Page 21 of A Dance of Shadows

That’s not an empress they’ll want to support even after her husband is gone.

Lorenzo’s boat skims by. He rams his spear into the water and appears to mouth a curse he can’t actually voice.

A man stumbles out of the surf, dragging a particularly huge slab of coral with him. One of his little fingers dangles from his hand, nearly severed off. Another gouge streams blood down his calf.

I tense against a shudder, and something inside me cracks.

What does it matter if Linus would object to me lending help, no matter how honorably I do it? I can’t just watch this horror, no matter what he expects of me. The Rionians need to see that I’m strong enough to stand on my own two feet apart from him.

Ineed to be more than a pawn, whatever else it might cost me.

As my mind scrambles for the best hasty remark that will deflect some of Linus’s anger, I reach out with my gift and a prayer to my godlen.Elox, let me see. What’s nearby that I could use to soothe these injuries?

With a tingle, my gaze tugs toward the mounds of water-smoothed rocks protruding along the shoreline between the harbor and the beach. Their tops are layered with pale green seaweed that’s matted with age and sun.

“Husband,” I spit out, knowing my excuse won’t sound quite right to him and beyond caring, “I think I should ensure all of these loyal subjects are still well enough to continue serving us after today. My godlen calls on me to heal!”

Without looking back, I slip from beneath his arm and dart across the edge of the square to the rocks.

My guards follow with a thud of urgent feet. “Your Imperial Highness?—”

They don’t dare outright tell me to stop, and I’d ignore them anyway. I bend down by the rocks.

The drying seaweed squishes in my grasp, giving off a crisp herbal scent. Yanking my tiny knife from its sheath, I dig it into the layers of aged vegetation.

I wrench off as many swaths as I can in the space of a few thuds of my heart and then stride over to the beach, my guards still in tow. At the edge of my vision, I spot a few of the Rionian nobles who didn’t take to the boats following me and grabbing handfuls of their own.

The man with the nearly detached finger has collapsed several feet from the growing frame of the new boat. I crouch next to him and peer into his face.

“I will help you,” I say in my halting Rionian, holding up a strip of seaweed. “Please.”

The man stares back at me with a dazed expression, too lost in pain to argue. Setting my jaw, I lift his damaged hand, set hisfinger back in place, and wrap it there with the rest of his fingers and his palm to stabilize it.

I can’t ensure the finger will meld back into place. It’ll probably take a medic to actually reattach the digit. But at least this should stop any further damage and bleeding.
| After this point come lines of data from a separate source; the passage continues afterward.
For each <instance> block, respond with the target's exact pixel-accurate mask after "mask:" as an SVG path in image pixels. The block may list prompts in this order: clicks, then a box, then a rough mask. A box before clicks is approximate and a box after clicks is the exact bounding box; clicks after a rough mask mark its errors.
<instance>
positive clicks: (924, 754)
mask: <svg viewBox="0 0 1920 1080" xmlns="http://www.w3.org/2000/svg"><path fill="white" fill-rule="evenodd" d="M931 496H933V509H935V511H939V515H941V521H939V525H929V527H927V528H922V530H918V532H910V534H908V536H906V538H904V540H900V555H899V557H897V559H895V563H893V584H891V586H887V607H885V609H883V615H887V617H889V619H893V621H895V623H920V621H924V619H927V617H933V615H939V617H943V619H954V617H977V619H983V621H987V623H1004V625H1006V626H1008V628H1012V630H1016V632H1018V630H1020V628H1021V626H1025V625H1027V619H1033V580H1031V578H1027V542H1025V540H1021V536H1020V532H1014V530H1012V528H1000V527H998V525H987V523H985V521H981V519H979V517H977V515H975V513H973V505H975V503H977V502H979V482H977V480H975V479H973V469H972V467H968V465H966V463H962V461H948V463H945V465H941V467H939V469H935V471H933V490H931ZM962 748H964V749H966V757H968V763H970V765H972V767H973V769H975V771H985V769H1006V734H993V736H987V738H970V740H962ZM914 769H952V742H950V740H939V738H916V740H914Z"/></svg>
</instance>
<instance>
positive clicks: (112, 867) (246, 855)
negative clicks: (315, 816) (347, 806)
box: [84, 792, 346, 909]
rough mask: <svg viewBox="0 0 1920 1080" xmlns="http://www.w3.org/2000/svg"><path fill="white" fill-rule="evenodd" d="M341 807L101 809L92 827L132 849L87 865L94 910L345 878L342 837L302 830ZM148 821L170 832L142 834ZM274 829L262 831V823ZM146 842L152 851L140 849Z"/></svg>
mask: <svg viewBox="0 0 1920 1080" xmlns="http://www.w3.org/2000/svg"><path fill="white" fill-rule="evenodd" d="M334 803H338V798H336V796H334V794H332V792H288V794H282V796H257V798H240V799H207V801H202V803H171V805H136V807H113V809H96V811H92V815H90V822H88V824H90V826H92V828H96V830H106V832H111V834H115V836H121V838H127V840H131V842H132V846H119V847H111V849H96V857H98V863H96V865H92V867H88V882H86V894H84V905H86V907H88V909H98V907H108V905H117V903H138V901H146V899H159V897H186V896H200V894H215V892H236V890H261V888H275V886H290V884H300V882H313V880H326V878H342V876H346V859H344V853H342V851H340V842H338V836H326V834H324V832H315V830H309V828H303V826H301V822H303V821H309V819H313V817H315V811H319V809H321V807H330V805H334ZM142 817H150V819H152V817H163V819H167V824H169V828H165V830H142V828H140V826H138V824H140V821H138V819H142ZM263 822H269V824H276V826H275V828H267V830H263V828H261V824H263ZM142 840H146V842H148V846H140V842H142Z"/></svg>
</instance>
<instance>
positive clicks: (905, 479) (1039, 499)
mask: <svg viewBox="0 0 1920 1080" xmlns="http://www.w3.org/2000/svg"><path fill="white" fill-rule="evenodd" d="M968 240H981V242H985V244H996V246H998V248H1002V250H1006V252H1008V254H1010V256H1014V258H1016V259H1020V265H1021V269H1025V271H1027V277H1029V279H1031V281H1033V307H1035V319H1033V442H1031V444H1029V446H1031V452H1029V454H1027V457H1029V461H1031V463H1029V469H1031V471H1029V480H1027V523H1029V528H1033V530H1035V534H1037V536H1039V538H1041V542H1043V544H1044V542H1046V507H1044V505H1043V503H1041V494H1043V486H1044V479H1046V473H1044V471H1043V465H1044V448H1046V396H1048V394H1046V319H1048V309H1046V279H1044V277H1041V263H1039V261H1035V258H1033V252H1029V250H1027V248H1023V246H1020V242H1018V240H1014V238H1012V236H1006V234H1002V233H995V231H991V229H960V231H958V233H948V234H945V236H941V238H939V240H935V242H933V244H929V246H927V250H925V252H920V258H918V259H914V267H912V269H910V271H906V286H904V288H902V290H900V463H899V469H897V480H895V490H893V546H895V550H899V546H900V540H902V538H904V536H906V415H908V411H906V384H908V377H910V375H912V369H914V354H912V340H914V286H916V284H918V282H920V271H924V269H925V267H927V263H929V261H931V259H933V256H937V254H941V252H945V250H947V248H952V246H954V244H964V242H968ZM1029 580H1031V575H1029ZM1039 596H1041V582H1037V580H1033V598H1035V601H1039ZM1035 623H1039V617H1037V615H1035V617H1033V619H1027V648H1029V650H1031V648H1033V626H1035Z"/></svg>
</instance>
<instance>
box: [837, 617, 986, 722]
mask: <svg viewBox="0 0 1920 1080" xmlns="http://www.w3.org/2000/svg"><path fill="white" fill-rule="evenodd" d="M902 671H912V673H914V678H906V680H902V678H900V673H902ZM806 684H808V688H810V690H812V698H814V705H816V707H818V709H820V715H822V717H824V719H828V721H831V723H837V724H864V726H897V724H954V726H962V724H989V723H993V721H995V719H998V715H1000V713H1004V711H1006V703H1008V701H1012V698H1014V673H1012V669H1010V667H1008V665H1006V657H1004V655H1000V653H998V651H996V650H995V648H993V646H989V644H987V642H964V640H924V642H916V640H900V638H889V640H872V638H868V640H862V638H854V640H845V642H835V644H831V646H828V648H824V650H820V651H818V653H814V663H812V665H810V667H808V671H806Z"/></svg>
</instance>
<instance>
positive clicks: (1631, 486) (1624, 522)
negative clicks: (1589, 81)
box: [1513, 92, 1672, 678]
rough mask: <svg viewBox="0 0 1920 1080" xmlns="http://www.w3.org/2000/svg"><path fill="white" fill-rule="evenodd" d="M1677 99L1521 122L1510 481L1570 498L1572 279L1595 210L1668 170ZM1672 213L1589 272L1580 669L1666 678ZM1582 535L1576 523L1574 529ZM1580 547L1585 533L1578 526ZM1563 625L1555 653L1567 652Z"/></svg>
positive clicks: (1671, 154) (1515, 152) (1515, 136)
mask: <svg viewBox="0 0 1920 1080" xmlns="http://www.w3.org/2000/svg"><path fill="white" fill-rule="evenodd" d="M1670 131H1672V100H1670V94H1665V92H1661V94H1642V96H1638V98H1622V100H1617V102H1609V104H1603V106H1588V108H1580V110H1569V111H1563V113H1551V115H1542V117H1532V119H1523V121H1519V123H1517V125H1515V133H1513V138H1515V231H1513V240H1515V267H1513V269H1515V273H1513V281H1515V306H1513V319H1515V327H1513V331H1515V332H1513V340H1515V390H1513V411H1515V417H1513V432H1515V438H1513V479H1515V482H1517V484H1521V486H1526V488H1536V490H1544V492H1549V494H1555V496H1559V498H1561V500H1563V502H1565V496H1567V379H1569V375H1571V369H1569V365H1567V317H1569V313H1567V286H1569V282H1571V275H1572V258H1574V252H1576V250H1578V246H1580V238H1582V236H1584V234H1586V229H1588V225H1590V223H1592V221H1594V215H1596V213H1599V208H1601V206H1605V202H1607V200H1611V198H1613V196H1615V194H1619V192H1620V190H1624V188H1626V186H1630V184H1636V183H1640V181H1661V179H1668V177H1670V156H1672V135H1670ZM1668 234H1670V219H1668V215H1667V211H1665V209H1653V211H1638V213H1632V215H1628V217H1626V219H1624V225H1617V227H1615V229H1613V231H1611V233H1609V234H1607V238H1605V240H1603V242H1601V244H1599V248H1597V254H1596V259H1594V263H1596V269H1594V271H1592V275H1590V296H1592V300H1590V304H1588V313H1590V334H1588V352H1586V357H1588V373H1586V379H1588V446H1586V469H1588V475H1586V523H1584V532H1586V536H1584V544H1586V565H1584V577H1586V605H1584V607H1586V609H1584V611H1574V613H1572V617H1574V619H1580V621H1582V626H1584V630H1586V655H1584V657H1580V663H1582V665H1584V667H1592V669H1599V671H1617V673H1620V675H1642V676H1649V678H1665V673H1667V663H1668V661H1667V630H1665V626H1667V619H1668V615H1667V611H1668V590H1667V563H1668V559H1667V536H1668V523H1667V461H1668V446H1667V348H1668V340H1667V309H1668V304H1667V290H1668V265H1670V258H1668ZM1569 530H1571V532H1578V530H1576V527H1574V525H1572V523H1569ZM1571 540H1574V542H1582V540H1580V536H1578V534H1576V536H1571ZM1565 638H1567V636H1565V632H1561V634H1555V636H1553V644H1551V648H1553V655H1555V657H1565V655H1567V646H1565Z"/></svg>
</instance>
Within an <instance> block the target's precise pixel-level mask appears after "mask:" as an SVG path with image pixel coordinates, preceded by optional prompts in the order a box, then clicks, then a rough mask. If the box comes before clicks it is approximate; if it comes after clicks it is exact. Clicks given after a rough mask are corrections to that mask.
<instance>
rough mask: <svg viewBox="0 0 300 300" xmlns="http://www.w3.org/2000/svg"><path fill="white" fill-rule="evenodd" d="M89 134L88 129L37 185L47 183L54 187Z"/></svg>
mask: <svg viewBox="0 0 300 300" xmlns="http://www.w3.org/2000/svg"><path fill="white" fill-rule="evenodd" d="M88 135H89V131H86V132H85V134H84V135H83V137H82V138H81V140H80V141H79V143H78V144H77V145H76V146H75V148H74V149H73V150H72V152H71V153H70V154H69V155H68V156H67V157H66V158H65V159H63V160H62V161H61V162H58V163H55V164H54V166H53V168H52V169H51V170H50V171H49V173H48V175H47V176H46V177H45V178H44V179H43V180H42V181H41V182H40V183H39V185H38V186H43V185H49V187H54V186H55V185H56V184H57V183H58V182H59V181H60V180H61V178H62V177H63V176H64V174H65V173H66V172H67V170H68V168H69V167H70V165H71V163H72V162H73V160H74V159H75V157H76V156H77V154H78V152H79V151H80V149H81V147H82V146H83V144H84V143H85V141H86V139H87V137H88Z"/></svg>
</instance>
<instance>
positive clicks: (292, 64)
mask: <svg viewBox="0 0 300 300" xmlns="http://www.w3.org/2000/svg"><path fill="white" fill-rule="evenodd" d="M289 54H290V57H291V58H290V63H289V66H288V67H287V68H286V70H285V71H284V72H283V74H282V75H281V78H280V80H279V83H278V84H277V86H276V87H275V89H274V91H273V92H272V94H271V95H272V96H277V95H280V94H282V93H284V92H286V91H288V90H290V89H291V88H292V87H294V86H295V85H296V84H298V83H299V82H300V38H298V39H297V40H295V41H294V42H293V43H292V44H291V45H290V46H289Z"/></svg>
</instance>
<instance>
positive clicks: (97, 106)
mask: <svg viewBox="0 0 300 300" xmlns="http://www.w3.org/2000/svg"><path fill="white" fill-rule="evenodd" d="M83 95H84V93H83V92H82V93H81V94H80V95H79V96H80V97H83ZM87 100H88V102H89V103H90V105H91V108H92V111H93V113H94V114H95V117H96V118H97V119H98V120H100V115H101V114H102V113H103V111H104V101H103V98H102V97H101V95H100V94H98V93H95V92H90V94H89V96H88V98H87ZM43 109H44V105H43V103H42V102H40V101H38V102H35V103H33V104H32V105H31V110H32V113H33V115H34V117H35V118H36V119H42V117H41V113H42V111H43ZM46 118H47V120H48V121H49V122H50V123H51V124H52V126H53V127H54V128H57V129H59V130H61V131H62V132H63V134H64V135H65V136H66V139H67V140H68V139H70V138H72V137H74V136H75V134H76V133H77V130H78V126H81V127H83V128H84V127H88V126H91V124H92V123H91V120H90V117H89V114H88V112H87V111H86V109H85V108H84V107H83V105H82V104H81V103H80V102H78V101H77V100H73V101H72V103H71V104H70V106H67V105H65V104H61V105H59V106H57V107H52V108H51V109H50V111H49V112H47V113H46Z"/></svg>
Blood has splattered across the silk of my dress, but I barely see it. How can I complain about a bit of cloth when these people’s bodies have been ravaged for their emperor’s amusement?

I wrap more of the seaweed around the cut on the man’s lower leg. It isn’t a perfect bandage, a little red seeping through, but my gift tells me it should work better than any other material I have close by, and possibly protect against infection as well.

As I move to a woman who’s gripping a wound on her arm, a couple of Rionian nobles hustle past me and start murmuring to other injured swimmers on the beach. The ache in my chest, as hard and sharp as the chunks of coral, starts to soften with a flicker of relief.

Maybe we can’t save everyone from my husband’s tyranny, but we can lessen the harm. I can show I’m more than a bauble decorating Linus’s arm.

While I move from patient to patient, the tolk coral boat continues to grow, looking as if a massive husk sloughed off a reef all at once. The fishing boats hiss back and forth over the water; the hunters haul more barama out of the waves.

Several of the elderly locals set up a spit over a firepit near the edge of the beach. It’s not long before one of the huge fish is roasting over dancing flames, sending a surprisingly sweet meaty smell through the air.

By the time a cry goes up that the boat is finished, my own fingers are raw from twisting clumps of seaweed. I look up from my last patient to see my husband approaching the makeshift craft.

The last few swimmers slog out of the water. The builders carry the boat over to the dock. When they lower it into the sea, it sinks to halfway down its hull and then floats there.

Linus steps into the craft with no hint of concern. While the boat holds him, he raises his arms like he did when he first announced this challenge, as if he’s the one who’s triumphed.

Which I suppose he is.

“I can go forth through all the empire like Jurnus himself,” he calls out. “Now let us feast!”